Faunal Associations: Many insects feed on the leaves, wood, sap, acorns, and other parts of Post Oak and other oak trees (Quercus spp.). Insects that have been found on Post Oak include the flea beetle Paria opacicollis, the plant bugs Atractotomus miniatus and Neocapsus cuneatus, the aphids Neosymydobius albasiphus and Neosymydobius memorialis, and larvae of the moth Catocala similis (Similar Underwing). Post Oak is a preferred host of the following leafhoppers: Eratoneura igella, Eratoneura inepta, Eratoneura millsi, Eratoneura parva, Eratoneura tammina, Eratoneura tantilla, and Eratoneura ungulata (Dmitriev & Dietrich, 2010). The Wood-Boring Beetle Table lists beetle species with larvae that bore through the wood of oaks, the Lepidoptera Table lists moths, butterflies, and skippers with caterpillars that feed on oaks, and the Insect Table lists miscellaneous other insects that also feed on these trees. The medium-small acorns of Post Oak are eaten by many birds and mammals. Among birds, these species include the Greater Prairie Chicken, Bobwhite Quail, Wild Turkey, Eastern Crow, Blue Jay, Common Grackle, Red-Bellied Woodpecker, Red-Headed Woodpecker, Passenger Pigeon (now extinct), and others. Mammals that feed on the acorns include the Black Bear, Opossum, Raccoon, Gray Squirrel, Fox Squirrel, Southern Flying Squirrel, Eastern Chipmunk, White-Footed Mouse, and White-Tailed Deer. White-Tailed Deer also browse on the twigs and leaves occasionally.

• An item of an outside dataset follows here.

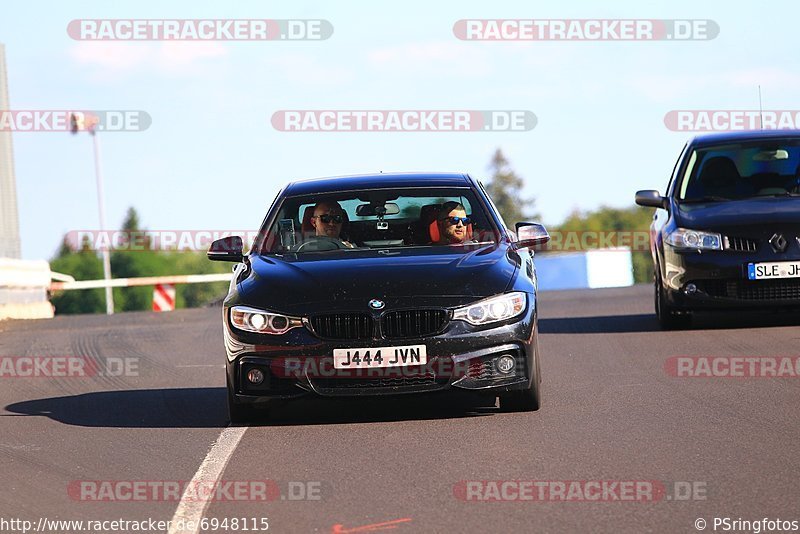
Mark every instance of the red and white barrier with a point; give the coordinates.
(163, 297)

Photographic Location: A roadside park in south-central Illinois.



Comments:
Post Oak is an attractive tree that should be cultivated more often. It is relatively easy to identify because of the cruciform leaves that resemble a Maltese cross in shape. In addition, both the twigs and the leaf undersides are densely short-pubescent throughout, whereas many other species in the White Oak group have glabrous twigs and leaf undersides that are either glabrous or hairy only near the axils of major veins. In southern areas of its range (south of Illinois), Post Oak is a more variable tree and its leaves become more irregular in shape. Perhaps the most similar oak species in Illinois is Blackjack Oak (Quercus marilandica), which is a small upland tree with leaves that are roughly kite-shaped. As a member of the Red Oak group, however, Blackjack Oak has bristles at the tips of its leaf lobes and its acorns take 2 years to mature. The wood of Post Oak is highly regarded for its strength, hardness, durability, and moisture resistance; it is fine-grained and brown-colored. As a result, the wood of this tree is used to make furniture, rail ties, mining timbers, fence posts, wooden stairways, wooden rails, floors, siding, panels, veneer, pulp, and construction lumber. It is also burned as a fuel.